E-commerce companies reported their second quarter
Shopify, Wish, and Amazon recently reported their second-quarter earnings. One is the leader of an independent website that grew up during the Covid-19, and the other focuses on the sinking market, and Amazon is the famous e-commerce company. The three represent different e-commerce companies, and people can analyze the industry from the performance of the three giants.
Performance is not similar from platform to platform. The first is Shopify. In the first quarter of 2023, its revenue was $1.69 billion, a year-on-year increase of 31%. GMV increased by $8.2 billion from the same period last year to $55 billion, the highest growth rate in history at 17%. Although Shopify’s Q2 profitability beat expectations, its net loss widened to $1.31 billion from $1.2 billion a year earlier. The stock price that fell after the announcement of this financial report also showed investors’ hidden concerns about its ability to continue to grow.

Wish, by contrast, is different. The financial report shows that Wish’s total revenue in the second quarter was $78 million, a year-on-year decrease of 42%. In the case of a net loss of $80 million, its free cash flow is quite stretched, only negative $91 million. Wish has been losing money for seven consecutive years so far.

In the end, Amazon fared best. Amazon achieved revenue of $134.38 billion in the second quarter, an increase of 11% year-on-year, and its net profit soared 433% from the same period last year to $6.75 billion. For this reason, Amazon is full of confidence in the performance of the next quarter.

All three were stuck in the same growth bottleneck in 2021. By 2022, cost reduction and efficiency increase became the main way for e-commerce giants. Shopify cut thousands of jobs. Amazon also had tens of thousands of layoff plans. Wish’s multiple rounds of layoffs have continued to this year, significantly reducing marketing costs. One is that the entire international economy has not been very optimistic in recent years, and the other is that the competition in the entire e-commerce market is very fierce, and the pressure on each platform is particularly high. But now the performance trends of the three are completely different.

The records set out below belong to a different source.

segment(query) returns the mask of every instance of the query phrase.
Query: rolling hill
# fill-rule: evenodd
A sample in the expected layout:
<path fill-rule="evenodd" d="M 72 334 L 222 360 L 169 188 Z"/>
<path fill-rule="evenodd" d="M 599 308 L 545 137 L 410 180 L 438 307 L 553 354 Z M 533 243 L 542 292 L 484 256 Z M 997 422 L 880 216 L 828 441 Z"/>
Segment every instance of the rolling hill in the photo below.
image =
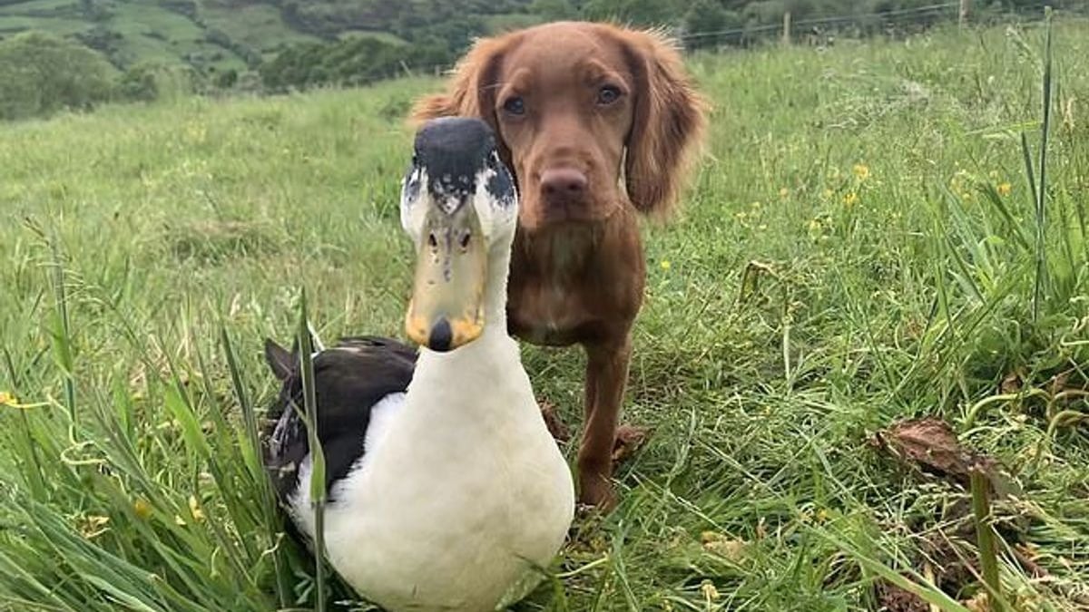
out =
<path fill-rule="evenodd" d="M 528 0 L 0 0 L 0 38 L 40 30 L 76 38 L 118 68 L 184 63 L 201 72 L 245 69 L 305 41 L 386 40 L 533 21 Z M 461 30 L 461 32 L 457 32 Z"/>

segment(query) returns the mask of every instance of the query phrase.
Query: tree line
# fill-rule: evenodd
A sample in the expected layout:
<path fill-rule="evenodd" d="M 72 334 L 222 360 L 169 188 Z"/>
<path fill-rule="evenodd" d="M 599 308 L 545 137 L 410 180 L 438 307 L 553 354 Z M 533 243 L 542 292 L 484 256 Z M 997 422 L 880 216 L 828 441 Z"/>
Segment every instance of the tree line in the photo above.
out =
<path fill-rule="evenodd" d="M 0 0 L 3 3 L 5 0 Z M 164 0 L 196 11 L 191 0 Z M 244 2 L 245 0 L 234 0 Z M 253 1 L 253 0 L 250 0 Z M 203 72 L 188 65 L 137 63 L 119 68 L 102 41 L 24 33 L 0 39 L 0 120 L 89 109 L 108 100 L 155 100 L 245 88 L 260 93 L 317 86 L 357 86 L 449 66 L 481 35 L 555 20 L 613 20 L 666 26 L 690 49 L 750 44 L 723 33 L 754 32 L 794 20 L 910 11 L 934 0 L 277 0 L 286 23 L 321 39 L 247 56 L 252 72 Z M 1065 0 L 1074 4 L 1074 0 Z M 86 1 L 93 9 L 96 4 Z M 1062 7 L 1064 0 L 1053 0 Z M 1040 0 L 975 0 L 976 11 L 1037 8 Z M 88 9 L 88 10 L 90 10 Z M 194 13 L 196 14 L 196 13 Z M 764 32 L 767 28 L 764 27 Z M 381 33 L 381 34 L 377 34 Z M 225 34 L 219 33 L 225 37 Z M 861 33 L 865 34 L 865 33 Z M 229 38 L 229 37 L 228 37 Z M 106 41 L 107 44 L 109 40 Z M 227 40 L 224 44 L 229 45 Z"/>

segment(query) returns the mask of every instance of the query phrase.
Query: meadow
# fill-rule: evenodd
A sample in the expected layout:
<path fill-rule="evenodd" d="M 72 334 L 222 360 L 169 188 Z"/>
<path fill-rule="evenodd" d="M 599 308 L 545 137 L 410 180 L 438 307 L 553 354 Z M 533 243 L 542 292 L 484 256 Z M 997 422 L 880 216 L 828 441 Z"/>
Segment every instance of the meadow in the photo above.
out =
<path fill-rule="evenodd" d="M 690 58 L 711 134 L 645 227 L 625 407 L 653 434 L 519 610 L 978 610 L 967 488 L 888 452 L 921 416 L 1014 491 L 993 609 L 1089 609 L 1089 22 L 1052 38 L 1050 71 L 1040 23 Z M 403 338 L 403 117 L 439 86 L 0 124 L 0 609 L 313 605 L 261 342 L 304 287 L 326 340 Z M 573 460 L 580 352 L 523 354 Z"/>

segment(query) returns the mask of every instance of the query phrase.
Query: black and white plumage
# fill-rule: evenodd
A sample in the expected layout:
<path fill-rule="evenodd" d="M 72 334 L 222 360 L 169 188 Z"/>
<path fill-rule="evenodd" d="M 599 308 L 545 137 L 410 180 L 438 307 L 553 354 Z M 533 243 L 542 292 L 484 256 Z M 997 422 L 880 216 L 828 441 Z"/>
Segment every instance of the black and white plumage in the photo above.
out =
<path fill-rule="evenodd" d="M 417 248 L 405 328 L 418 353 L 360 336 L 314 355 L 327 555 L 394 612 L 493 610 L 523 597 L 559 551 L 574 485 L 506 332 L 517 195 L 487 124 L 421 128 L 401 219 Z M 266 358 L 282 382 L 266 466 L 311 540 L 297 355 L 269 341 Z"/>

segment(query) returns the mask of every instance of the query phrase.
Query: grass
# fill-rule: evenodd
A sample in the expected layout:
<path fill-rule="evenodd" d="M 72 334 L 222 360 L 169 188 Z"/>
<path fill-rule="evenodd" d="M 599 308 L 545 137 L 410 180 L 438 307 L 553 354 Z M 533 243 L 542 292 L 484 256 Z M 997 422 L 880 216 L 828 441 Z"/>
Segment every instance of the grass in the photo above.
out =
<path fill-rule="evenodd" d="M 977 522 L 1012 609 L 1089 605 L 1089 23 L 1052 46 L 1045 176 L 1040 27 L 692 58 L 712 134 L 646 228 L 627 393 L 654 436 L 519 609 L 876 610 L 895 584 L 964 610 Z M 0 126 L 0 609 L 314 604 L 244 426 L 261 340 L 303 287 L 326 338 L 401 335 L 400 118 L 436 87 Z M 524 354 L 580 425 L 582 355 Z M 920 415 L 1020 493 L 975 516 L 870 443 Z"/>

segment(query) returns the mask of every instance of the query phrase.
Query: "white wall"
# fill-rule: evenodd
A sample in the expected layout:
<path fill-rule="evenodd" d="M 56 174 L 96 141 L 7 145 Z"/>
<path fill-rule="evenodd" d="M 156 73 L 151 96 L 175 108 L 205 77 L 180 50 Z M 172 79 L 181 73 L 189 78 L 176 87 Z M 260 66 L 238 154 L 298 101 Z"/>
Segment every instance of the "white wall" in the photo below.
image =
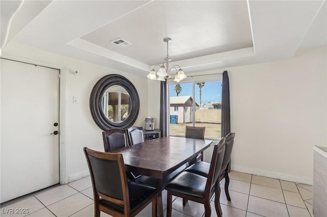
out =
<path fill-rule="evenodd" d="M 312 181 L 313 146 L 326 144 L 326 58 L 325 46 L 227 69 L 235 169 Z"/>
<path fill-rule="evenodd" d="M 83 152 L 84 147 L 103 150 L 103 130 L 93 120 L 89 105 L 92 89 L 101 77 L 109 74 L 119 74 L 133 83 L 138 93 L 141 105 L 138 117 L 134 124 L 144 125 L 144 118 L 148 116 L 146 77 L 133 75 L 14 43 L 3 50 L 2 57 L 57 68 L 66 67 L 66 154 L 71 181 L 87 174 L 88 169 Z M 73 73 L 75 70 L 78 71 L 78 75 Z M 73 103 L 73 96 L 78 97 L 78 103 Z"/>
<path fill-rule="evenodd" d="M 324 46 L 285 61 L 216 70 L 228 72 L 232 169 L 312 183 L 313 146 L 326 145 L 326 59 Z M 151 115 L 159 112 L 152 103 L 156 88 L 149 95 Z"/>

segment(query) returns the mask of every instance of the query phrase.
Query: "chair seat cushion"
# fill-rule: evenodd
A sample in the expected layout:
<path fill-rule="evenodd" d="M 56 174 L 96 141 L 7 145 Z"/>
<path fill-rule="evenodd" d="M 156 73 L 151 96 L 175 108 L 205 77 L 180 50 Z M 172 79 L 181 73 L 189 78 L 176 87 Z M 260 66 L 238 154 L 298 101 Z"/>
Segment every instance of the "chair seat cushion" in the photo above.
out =
<path fill-rule="evenodd" d="M 199 161 L 189 167 L 185 169 L 184 171 L 190 172 L 207 177 L 209 174 L 209 169 L 210 164 L 206 162 Z"/>
<path fill-rule="evenodd" d="M 133 182 L 128 182 L 128 191 L 131 212 L 141 207 L 157 192 L 154 187 Z M 100 202 L 103 205 L 124 212 L 123 205 L 110 202 L 102 198 L 100 199 Z"/>
<path fill-rule="evenodd" d="M 204 198 L 207 178 L 184 171 L 170 181 L 166 186 L 168 191 L 200 198 Z"/>

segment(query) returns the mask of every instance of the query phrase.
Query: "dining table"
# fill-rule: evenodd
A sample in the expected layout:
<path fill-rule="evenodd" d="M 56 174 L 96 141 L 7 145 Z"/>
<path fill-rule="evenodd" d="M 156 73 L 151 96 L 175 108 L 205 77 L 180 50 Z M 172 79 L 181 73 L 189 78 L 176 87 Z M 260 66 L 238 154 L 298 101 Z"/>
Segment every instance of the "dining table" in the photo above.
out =
<path fill-rule="evenodd" d="M 158 212 L 163 217 L 163 180 L 210 146 L 212 141 L 180 137 L 161 137 L 112 152 L 123 154 L 126 171 L 158 179 Z"/>

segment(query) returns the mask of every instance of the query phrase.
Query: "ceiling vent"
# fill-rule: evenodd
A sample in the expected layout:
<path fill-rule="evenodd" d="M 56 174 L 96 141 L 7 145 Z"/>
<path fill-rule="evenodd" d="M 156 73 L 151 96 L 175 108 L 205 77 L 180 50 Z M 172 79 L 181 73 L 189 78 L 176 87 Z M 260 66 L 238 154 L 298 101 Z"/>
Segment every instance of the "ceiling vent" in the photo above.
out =
<path fill-rule="evenodd" d="M 128 42 L 126 40 L 123 39 L 122 38 L 119 38 L 114 40 L 113 41 L 110 41 L 110 42 L 121 47 L 126 47 L 126 46 L 132 44 L 131 43 Z"/>

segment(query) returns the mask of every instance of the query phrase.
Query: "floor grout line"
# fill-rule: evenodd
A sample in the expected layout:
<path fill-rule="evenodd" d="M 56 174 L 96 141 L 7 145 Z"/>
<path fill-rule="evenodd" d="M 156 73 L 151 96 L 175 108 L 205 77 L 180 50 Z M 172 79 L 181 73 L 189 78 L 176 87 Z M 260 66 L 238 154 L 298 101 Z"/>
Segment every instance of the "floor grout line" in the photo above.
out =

This is not only because of differences in route adjustments, but also determined by their own foundations.
Shopify’s plan is to build its own logistics and move closer to the platform. Facts have proved that Shopify’s choice is correct. After selling off its multibillion-dollar logistics unit, Shopify has returned positive results for two consecutive quarters this year. Today’s Shopify has finally found its way in the competition. It focuses on the main business of e-commerce, and gradually finds a balance between user acquisition and retention, marketing investment and cost management.
The case of Wish is more special. Wish, which has entered the sinking market, is more like a pure selling platform, lacking the soil to nourish the growth of the brand, and eventually being backlashed by the consequences of low prices, inferior products, and vicious competition. Not only are consumers gradually losing patience with it, but businesses are also losing money due to shrinking profit margins. Wish’s solution to this is to optimize the business environment and consumer experience, and invest in mid-to-high-end brand transformation. However, it is still difficult for Wish to get rid of the disadvantage of low price and low quality in a short period of time.
In contrast to Amazon, layoffs and recruitment reduction, closing marginal businesses, subletting redundant warehouses, and shifting cost pressures are key solutions. What is not the same is that Amazon is also constantly improving its own logistics and warehouses, and improving the FBA transportation system.
It can be said that the business models and paths chosen by the three companies are different, and they also determine completely different fates. All sellers should analyze the advantages and disadvantages of each platform, choose different platforms according to their own products, and don’t blindly follow platforms that they don’t understand.